While Winston KC9FVR was building his K-502 Stereo Amp Kit I built up a couple BoArduino “Arduino-less-onboard-USB” kits from Adafruit.

Two BoArduinos and a Arduino with ProtoShield Daughter Board

The two mounted on top of the breadboard circuit boards are called BoArduinos and the front one is a Arduino with a ProtoShield prototyping daughter board on the top.

I had the Arduino & ProtoShield previously built, but whipped up the two BoArduino units.

Had myself worried as I had special glasses made for fine detail work and somehow I was mixing them with my regular glasses. Thought my vision was taking a turn for the worse, where I really was just wearing the wrong spectacles!

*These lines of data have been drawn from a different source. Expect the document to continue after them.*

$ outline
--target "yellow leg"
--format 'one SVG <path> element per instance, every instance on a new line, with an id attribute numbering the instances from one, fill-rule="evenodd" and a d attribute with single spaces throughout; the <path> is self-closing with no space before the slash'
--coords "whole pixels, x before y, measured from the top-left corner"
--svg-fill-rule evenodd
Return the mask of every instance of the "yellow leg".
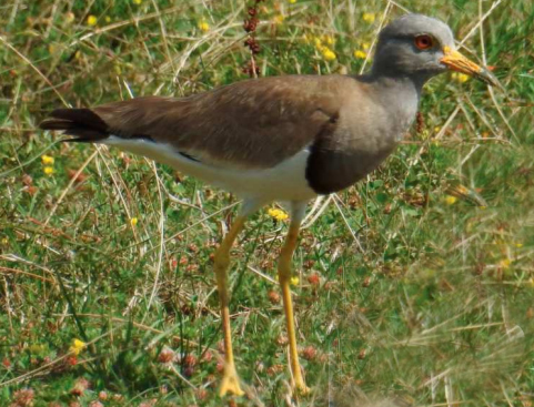
<path id="1" fill-rule="evenodd" d="M 239 216 L 230 227 L 229 233 L 224 236 L 221 245 L 215 252 L 214 269 L 216 276 L 216 287 L 221 302 L 222 330 L 224 335 L 224 374 L 222 377 L 219 395 L 222 397 L 226 393 L 236 396 L 243 395 L 243 390 L 239 385 L 239 376 L 233 362 L 232 349 L 232 330 L 230 328 L 230 312 L 228 309 L 228 267 L 230 265 L 230 250 L 238 237 L 239 232 L 243 228 L 245 217 Z"/>
<path id="2" fill-rule="evenodd" d="M 282 287 L 282 297 L 284 301 L 285 322 L 288 324 L 288 336 L 290 340 L 290 364 L 291 373 L 293 375 L 293 385 L 299 391 L 305 394 L 310 391 L 306 387 L 301 373 L 301 366 L 299 364 L 299 354 L 296 352 L 296 335 L 295 335 L 295 322 L 293 317 L 293 303 L 291 301 L 291 258 L 293 252 L 296 248 L 296 240 L 299 237 L 299 230 L 301 226 L 300 220 L 291 222 L 288 236 L 285 238 L 284 246 L 280 253 L 279 260 L 279 282 Z"/>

The three boards are being powered by a USB cable for the Arduino with Protoshield, a USB-to-TTL Conversion cable for the USB-less BoArduino on the left and a a nine-volt battery for the USB-less BoArduino on the right.

These boards are imbedded microprocessor controller prototyping modules. Once programmed they do not need the computer to run their programs anymore.

Check out my previous Arduino related posts (use the search on the right) to find out more on these neat kits!

Oh I should admit that unlike Winston KC9FVR I did need to unsolder one resistor… grrrr, I guess I am slipping!